What Sprint A buys you: a Firestore dump of users/* shows ciphertext where there used to be plaintext sentences about user vibes and interests. A dump of lanterns/* still shows the published-content fields (intentional), but coordinates are truncated to ~111m precision so user-movement reconstruction from a leak is rendered much coarser. Combined with Sprint B's TTL enforcement, the practical exposure window for any lantern data closes to 48h.

Sprint B — Retention and pseudonymization 🟡

Split into two PRs for review-surface reasons.

Sprint B.1 — TTL enforcement (Firestore) 🟡

Effort: ~2 days. PR: claude/privacy-sprint-b (this branch).

[x] Scheduled Cloud Function purging lanterns docs older than 48h from litAt. Runs every 6h.
[x] Scheduled Cloud Function purging waves docs older than 7d from createdAt.
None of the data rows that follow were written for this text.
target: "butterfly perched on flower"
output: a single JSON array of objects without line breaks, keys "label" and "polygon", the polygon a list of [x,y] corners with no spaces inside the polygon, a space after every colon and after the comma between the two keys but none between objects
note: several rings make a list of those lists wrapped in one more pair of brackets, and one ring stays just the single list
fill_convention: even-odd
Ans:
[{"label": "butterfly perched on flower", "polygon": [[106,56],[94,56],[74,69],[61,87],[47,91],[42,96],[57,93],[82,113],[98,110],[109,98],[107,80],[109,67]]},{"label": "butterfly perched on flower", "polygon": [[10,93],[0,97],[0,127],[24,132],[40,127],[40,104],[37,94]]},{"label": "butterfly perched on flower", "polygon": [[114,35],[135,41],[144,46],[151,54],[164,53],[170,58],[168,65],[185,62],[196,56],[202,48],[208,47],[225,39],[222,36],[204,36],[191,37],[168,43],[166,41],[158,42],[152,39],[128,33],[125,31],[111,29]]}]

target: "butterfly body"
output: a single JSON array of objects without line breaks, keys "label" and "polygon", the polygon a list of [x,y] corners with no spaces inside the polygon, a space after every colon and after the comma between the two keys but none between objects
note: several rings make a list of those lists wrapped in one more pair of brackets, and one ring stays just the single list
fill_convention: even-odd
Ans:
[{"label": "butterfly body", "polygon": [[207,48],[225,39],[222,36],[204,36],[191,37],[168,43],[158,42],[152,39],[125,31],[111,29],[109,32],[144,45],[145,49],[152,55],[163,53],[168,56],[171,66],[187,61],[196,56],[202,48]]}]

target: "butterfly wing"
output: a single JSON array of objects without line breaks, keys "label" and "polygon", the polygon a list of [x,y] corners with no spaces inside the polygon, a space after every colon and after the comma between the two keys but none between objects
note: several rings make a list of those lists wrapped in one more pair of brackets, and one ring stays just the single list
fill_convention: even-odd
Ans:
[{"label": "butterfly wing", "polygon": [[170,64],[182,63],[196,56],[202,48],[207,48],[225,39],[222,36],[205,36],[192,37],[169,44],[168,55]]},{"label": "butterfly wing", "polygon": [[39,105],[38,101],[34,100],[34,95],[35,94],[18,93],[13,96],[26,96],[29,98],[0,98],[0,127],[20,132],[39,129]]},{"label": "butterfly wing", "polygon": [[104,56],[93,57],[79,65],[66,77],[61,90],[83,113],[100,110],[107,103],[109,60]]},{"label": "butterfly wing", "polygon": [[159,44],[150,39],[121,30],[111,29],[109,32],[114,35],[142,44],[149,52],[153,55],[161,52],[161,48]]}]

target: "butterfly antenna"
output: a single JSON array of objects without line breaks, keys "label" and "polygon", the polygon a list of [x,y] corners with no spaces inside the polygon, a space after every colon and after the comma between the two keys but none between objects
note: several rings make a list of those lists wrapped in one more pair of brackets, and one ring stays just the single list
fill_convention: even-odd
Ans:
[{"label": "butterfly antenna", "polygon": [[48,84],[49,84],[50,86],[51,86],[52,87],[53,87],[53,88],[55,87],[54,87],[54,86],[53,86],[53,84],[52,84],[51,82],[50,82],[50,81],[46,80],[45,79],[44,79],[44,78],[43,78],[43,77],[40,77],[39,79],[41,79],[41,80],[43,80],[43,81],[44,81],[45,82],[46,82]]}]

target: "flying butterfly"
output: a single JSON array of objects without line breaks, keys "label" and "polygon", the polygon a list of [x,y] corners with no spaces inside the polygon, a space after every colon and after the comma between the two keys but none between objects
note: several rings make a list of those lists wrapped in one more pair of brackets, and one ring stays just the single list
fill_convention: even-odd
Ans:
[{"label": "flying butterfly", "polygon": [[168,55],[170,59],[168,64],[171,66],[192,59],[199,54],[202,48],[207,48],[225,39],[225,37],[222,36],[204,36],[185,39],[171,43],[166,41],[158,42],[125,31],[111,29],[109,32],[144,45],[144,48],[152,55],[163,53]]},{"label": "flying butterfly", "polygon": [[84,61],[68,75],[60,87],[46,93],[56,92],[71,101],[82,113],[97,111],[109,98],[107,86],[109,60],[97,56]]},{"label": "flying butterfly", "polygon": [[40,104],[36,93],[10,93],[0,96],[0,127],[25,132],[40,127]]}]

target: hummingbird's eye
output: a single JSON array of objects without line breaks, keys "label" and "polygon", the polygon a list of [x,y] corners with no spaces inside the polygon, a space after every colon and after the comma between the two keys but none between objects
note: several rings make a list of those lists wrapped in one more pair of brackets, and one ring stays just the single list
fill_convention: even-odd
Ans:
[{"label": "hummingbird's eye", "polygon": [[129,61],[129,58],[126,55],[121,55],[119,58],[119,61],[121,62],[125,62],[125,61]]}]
Runs daily at 03:00 UTC.
[x] Scheduled Cloud Function purging connections docs older than 30d (by lastActivityAt with createdAt fallback for legacy schema) and cascade-deleting their messages/* sub-collection. Runs daily at 04:00 UTC.
[x] Each job batched (400 ops per Firestore batch) with a per-run cap (5 000 docs) so any single invocation has bounded cost.
[x] Exports registered in main.js.

Sprint B.2 — BigQuery user_id pseudonymization 🟡

Effort: ~1–2 days. PR: claude/privacy-sprint-b2 (this branch).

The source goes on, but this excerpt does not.